微泡 癌症研究 细胞凋亡 医学 旁分泌信号 细胞培养 癌变 癌症 生物 程序性细胞死亡 癌细胞 心力衰竭 细胞生物学 免疫学 内科学 小RNA 生物化学 遗传学 受体 基因
作者
Ye Yuan,Zhongting Mei,Zhezhe Qu,Guanghui Li,Shuting Yu,Yingqi Liu,Kuiwu Liu,Zhihua Shen,Jiaying Pu,Yanquan Wang,Changhao Wang,Zhiyong Sun,Qian Liu,Xiaochen Pang,Ao Wang,Zijing Ren,Tong Wang,Ying Liu,Jinhuan Hong,Jiajie Xie
出处
期刊:Signal Transduction and Targeted Therapy [Springer Nature]
卷期号:8 (1) 被引量:52
标识
DOI:10.1038/s41392-023-01336-4
摘要

Abstract Heart failure (HF) patients in general have a higher risk of developing cancer. Several animal studies have indicated that cardiac remodeling and HF remarkably accelerate tumor progression, highlighting a cause-and-effect relationship between these two disease entities. Targeting ferroptosis, a prevailing form of non-apoptotic cell death, has been considered a promising therapeutic strategy for human cancers. Exosomes critically contribute to proximal and distant organ-organ communications and play crucial roles in regulating diseases in a paracrine manner. However, whether exosomes control the sensitivity of cancer to ferroptosis via regulating the cardiomyocyte-tumor cell crosstalk in ischemic HF has not yet been explored.
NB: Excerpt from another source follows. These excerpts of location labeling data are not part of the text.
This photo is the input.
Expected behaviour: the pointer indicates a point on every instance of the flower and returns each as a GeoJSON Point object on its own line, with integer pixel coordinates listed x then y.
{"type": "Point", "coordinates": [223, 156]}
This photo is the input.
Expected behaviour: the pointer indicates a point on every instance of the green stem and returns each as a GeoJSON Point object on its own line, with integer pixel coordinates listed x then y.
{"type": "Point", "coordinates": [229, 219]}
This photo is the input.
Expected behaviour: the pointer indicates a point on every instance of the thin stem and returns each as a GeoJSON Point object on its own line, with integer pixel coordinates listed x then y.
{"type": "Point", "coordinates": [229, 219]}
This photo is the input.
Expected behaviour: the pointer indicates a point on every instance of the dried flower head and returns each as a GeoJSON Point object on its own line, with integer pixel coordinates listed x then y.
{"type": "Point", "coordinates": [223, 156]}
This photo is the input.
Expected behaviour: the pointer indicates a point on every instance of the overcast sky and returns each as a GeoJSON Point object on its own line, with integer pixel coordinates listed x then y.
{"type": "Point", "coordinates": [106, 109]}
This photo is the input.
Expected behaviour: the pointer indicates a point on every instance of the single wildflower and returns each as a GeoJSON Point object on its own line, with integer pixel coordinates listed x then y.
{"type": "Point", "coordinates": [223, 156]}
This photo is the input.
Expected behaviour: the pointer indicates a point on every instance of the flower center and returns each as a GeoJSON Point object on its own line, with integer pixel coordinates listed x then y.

Here, we demonstrate that myocardial infarction (MI) decreased the sensitivity of cancer cells to the canonical ferroptosis activator erastin or imidazole ketone erastin in a mouse model of xenograft tumor. Post-MI plasma exosomes potently blunted the sensitivity of tumor cells to ferroptosis inducers both in vitro in mouse Lewis lung carcinoma cell line LLC and osteosarcoma cell line K7M2 and in vivo with xenograft tumorigenesis model. The expression of miR-22-3p in cardiomyocytes and plasma-exosomes was significantly upregulated in the failing hearts of mice with chronic MI and of HF patients as well. Incubation of tumor cells with the exosomes isolated from post-MI mouse plasma or overexpression of miR-22-3p alone abrogated erastin-induced ferroptotic cell death in vitro. Cardiomyocyte-enriched miR-22-3p was packaged in exosomes and transferred into tumor cells. Inhibition of cardiomyocyte-specific miR-22-3p by AAV9 sponge increased the sensitivity of cancer cells to ferroptosis. ACSL4, a pro-ferroptotic gene, was experimentally established as a target of miR-22-3p in tumor cells. Taken together, our findings uncovered for the first time that MI suppresses erastin-induced ferroptosis through releasing miR-22-3p-enriched exosomes derived from cardiomyocytes. Therefore, targeting exosome-mediated cardiomyocyte/tumor pathological communication may offer a novel approach for the ferroptosis-based antitumor therapy.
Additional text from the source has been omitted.